Bayram and Giyas belong to an activist group known as N!DA, which is primarily made up of young people trying to achieve democratic and social change in Azerbaijan. Several of the group’s other members have been arrested and convicted on falsified charges over the past few years.
In Azerbaijan, 10 May is celebrated as Flower Day, commemorating the birthday of former President Heydar Aliyev, who is also the father of current President Ilham Aliyev. On 10 May 2016, Bayram and Giyas spray painted ‘Happy Slave Day’ (the words for ‘slave’ and ‘flower’ are similar in Azerbaijani) and ‘Fuck the system’ on his statue. The graffiti was part of a protest against the current government, corruption and widespread human rights abuse, and received extensive coverage on social media. The next day, they were both arrested.
What happened next?
Once in police custody, they were beaten up and threatened with rape. They were then told if they apologised on State TV in front of the statue, they would be released; they refused. They were insulted and severely beaten up by police officers again, and told that that drugs would be planted on their family members if they did not confess. Giyas was convicted and sentenced in October 2016, and Bayram in December 2016. Both remain in prison.
[Film released on International Day in Support of Victims of Torture by Meydan TV]
In December 2017, we applied to the European Court on Bayram’s behalf, arguing that:
- His trial was manifestly unfair, in breach of Article 6 of the European Convention on Human Rights (ECHR);
- His arrest and conviction for drug offences was related to his graffiti protest, and constitutes an unlawful interference with his right to freedom of expression (Article 10 ECHR);
- The real purpose of his arrest was to punish and silence him for his activism, namely the graffiti protest (Article 18 ECHR with Articles 6 and 10);
- He was detained unlawfully for three months from the date of his first court hearing until his conviction (Article 5 ECHR).
EHRAC’s partner lawyers in Azerbaijan submitted an application in Giyas’ case in July 2018, raising the same ECHR violations.

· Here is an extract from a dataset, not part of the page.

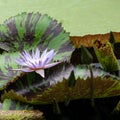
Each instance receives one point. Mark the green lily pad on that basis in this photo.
(37, 90)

Why are these cases important?
Over the last few years, the Azerbaijani authorities have systematically targeted various groups known for their vocal criticism of the government and presidential administration, including activists such as Bayram and Giyas, journalists, media outlets, human rights defenders and lawyers, and civil society organisations. EHRAC and our partners represent individuals and organisations from all these groups, challenging severe restrictions and harassments, which have forced many of them to cease their activities or move abroad. These cases expose and challenge the impunity of law enforcement agents who threaten, harass and torture individuals in custody, and yet remain unpunished in Azerbaijan.